# PJM Temperature Forecast (Daily)

This notebook builds a daily temperature forecasting model using the PJM-wide averaged series produced in `temp_analysis.ipynb`. The primary target is the next-day average temperature, which can later feed into energy price models.



## Steps
1. Aggregate hourly PJM temperatures to daily averages.
2. Engineer calendar features (day-of-year sine/cosine, month) and lagged temperature metrics (lag 1/7, rolling means).
3. Train/test split (chronological) with an XGBoost regressor.
4. Evaluate forecast accuracy (MAE/RMSE) on a holdout set.
5. Generate a 14-day iterative forecast and export results.


In [1]:

from pathlib import Path

import numpy as np
import pandas as pd
from sklearn.metrics import mean_absolute_error, mean_squared_error

try:
    import xgboost as xgb
except ImportError:
    import subprocess, sys
    subprocess.check_call([sys.executable, '-m', 'pip', 'install', 'xgboost'])
    import xgboost as xgb

DATA_DIR = Path('output_data')
FORECAST_PATH = Path('output_data/temp_forecast_daily.csv')

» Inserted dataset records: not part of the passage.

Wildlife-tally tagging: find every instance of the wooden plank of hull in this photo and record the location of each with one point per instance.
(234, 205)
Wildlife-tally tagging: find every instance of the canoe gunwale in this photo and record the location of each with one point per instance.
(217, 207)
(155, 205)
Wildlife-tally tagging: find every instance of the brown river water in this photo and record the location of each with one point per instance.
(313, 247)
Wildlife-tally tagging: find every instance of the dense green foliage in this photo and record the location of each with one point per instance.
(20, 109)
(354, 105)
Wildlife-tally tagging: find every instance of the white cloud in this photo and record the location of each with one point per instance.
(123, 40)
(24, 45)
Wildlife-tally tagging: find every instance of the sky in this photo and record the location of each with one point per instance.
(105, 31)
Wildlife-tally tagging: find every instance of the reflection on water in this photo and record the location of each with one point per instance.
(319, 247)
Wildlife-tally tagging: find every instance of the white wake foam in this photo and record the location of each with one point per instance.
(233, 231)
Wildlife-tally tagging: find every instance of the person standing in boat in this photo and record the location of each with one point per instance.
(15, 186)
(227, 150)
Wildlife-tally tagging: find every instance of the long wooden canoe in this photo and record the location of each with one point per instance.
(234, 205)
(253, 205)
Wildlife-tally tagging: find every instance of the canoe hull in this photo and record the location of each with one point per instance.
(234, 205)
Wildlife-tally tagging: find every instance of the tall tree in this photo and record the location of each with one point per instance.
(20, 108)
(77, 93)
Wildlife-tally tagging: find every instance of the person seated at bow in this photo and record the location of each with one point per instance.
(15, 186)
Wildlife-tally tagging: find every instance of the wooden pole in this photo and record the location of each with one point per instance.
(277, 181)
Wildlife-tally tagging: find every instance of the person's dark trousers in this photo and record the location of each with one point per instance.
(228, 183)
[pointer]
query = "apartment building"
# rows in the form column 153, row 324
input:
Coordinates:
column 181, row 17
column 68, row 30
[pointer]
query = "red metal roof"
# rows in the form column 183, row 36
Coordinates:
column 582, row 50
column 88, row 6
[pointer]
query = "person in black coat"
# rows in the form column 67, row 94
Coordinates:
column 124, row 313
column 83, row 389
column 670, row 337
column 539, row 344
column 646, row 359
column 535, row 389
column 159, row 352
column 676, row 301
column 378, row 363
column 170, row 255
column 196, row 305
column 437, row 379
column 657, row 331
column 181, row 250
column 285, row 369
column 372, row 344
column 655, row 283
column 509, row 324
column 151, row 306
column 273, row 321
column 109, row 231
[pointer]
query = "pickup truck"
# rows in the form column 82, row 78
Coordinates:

## Load hourly PJM temperature series

In [2]:

df_temp = pd.read_csv(DATA_DIR / 'pjm_temperature_hourly.csv', parse_dates=['datetime_beginning_ept'])
df_temp['date'] = df_temp['datetime_beginning_ept'].dt.floor('D')
daily = (
    df_temp.groupby('date')['avg_temp_f']
    .mean()
    .rename('avg_temp_f')
    .to_frame()
)

daily['lag_1'] = daily['avg_temp_f'].shift(1)
daily['lag_7'] = daily['avg_temp_f'].shift(7)
daily['rolling_7'] = daily['avg_temp_f'].rolling(7).mean()
daily['rolling_30'] = daily['avg_temp_f'].rolling(30).mean()
daily['dayofyear'] = daily.index.dayofyear

# Calendar features
annual_period = 365.25
daily['doy_sin'] = np.sin(2 * np.pi * daily['dayofyear'] / annual_period)
daily['doy_cos'] = np.cos(2 * np.pi * daily['dayofyear'] / annual_period)
daily['month'] = daily.index.month

# Target: next-day average temperature
daily['target'] = daily['avg_temp_f'].shift(-1)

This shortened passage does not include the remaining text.